Natasha dan Dokter itu begitu cekatan, saling bahu-membahu menangani pasien yang datang, apapun keluhannya. Keduanya lantas bernapas lega saat tidak ada pasien lagi yang datang saat malam hari. Itu tandanya Natasha bisa beristirahat lebih awal dan tidak lembur.
Natasha masuk ke ruangan pemeriksaan untuk merapikan ruangan itu sebelum pulang. Sedangkan, Dokter Daren masih membuat laporan di meja kerjanya. Sesaat kemudian Natasha mendengar beberapa orang memasuki klinik.
"Siapa lagi, pasien yang datang? Padahal udah mau tutup," gumam batin Natasha sembari meletakkan alat-alat kesehatan pada tempatnya.
"Silahkan duduk dulu!" Natasha yang masih berada di ruang pemeriksaan mendengar Dokter Daren menyuruh pasien yang datang untuk duduk terlebih dahulu.
"Masih ada pasien yang datang lagi, ya, Dok?" tanya Natasha dari dalam ruangan kepada Dokter Daren.
"Iya, Sha! Apakah ruangan periksa sudah siap kembali?" sahut Dokter Daren kemudian.
"Sudah, Dok. Pasien boleh masuk!" balas Natasha lagi.
Natasha masih bersiap menyambut pasien yang datang di dalam ruang pemeriksaan. Namun, satu menit hingga lima menit berlalu tak ada yang masuk ke ruangan pemeriksaan. Justru, Natasha mendengar kasak-kusuk antara Dokter Daren dan seseorang yang diduganya pasien itu.
"Apakah staf perawat anda ada yang bernama Natasha? Tolong panggilkan segera, saya ingin bertemu dengannya, sekarang! Ada hal penting yang akan saya sampaikan padanya!" seru seorang lelaki yang suaranya begitu tidak asing di telinga Natasha. Asisten dokter itu seketika merasa gugup dan gemetar.
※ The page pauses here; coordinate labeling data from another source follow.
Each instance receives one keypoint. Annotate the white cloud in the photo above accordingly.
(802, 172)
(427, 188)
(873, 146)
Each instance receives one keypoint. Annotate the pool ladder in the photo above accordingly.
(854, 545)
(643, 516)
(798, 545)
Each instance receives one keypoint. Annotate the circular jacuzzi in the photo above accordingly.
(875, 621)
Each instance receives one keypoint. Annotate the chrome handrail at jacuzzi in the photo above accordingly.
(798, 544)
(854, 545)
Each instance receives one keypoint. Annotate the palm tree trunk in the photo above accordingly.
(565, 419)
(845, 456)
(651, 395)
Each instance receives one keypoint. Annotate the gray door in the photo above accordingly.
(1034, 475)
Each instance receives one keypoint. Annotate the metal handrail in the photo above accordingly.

"Maksud, Anda?" tanya Dokter Daren kepada lelaki itu, saat Natasha menguping pembicaraan mereka.
Seseorang yang suaranya tidak asing di telinga Natasha itu belum terdengar menjawab pertanyaan Dokter Daren. Natasha termenung sejenak memikirkan cara bagaimana bisa keluar dari ruangan tanpa ketahuan. Namun, hal itu tidak mungkin dilakukannya mengingat hanya ada dua pintu di ruangan kerja Dokter Daren.
"Siapa lagi pasiennya, Dok?" tanya Natasha sembari keluar ruangan memberanikan diri.
Sang Dokter yang belum sempat mendengar jawaban dari orang itu, merasa terkejut, begitu melihat Natasha yang tiba-tiba keluar ruangan. Natasha lantas menatap seorang laki-laki yang telah dikenalnya cukup lama. Natasha yang merasa keberadaannya terancam, bergegas berlari keluar klinik melalui pintu samping. Ia berusaha melindungi diri dan buah hatinya.
"Tunggu! Jangan lari, kamu!" seru laki-laki bernama Jimmy sambil hendak mengejar Natasha. Namun, langkah Jimmy dan rombongannya itu dihalang-halangi oleh Dokter Daren, membuat Natasha lolos begitu saja.
Natasha terus berlari sembari memegang perutnya. Dia mengetahui jika Jimmy dan rombongannya mengejar dirinya. Bekas pengasuh anak itu berulangkali menoleh ke belakang.
Natasha masih berlari sambil terus memegangi perutnya dengan napas tersengal-sengal. Ia lantas bersembunyi di sebuah bangunan, bekas kandang kuda milik warga yang lumayan jauh dari klinik tempatnya bekerja. Suara langkah kaki rombongan Jimmy yang mengejarnya, membuat jantung Natasha berdegup kencang dan tubuhnya gemetar. Bahkan perutnya tiba-tiba terasa mulas.
"Ah ... sakit!" rintih Natasha dengan suara lirih saat menyandar di dinding. Ia yang merasakan basah saat sesuatu mengalir dari tubuhnya seketika melongok. Darah segar meleleh dari sela kedua pangkal pahanya.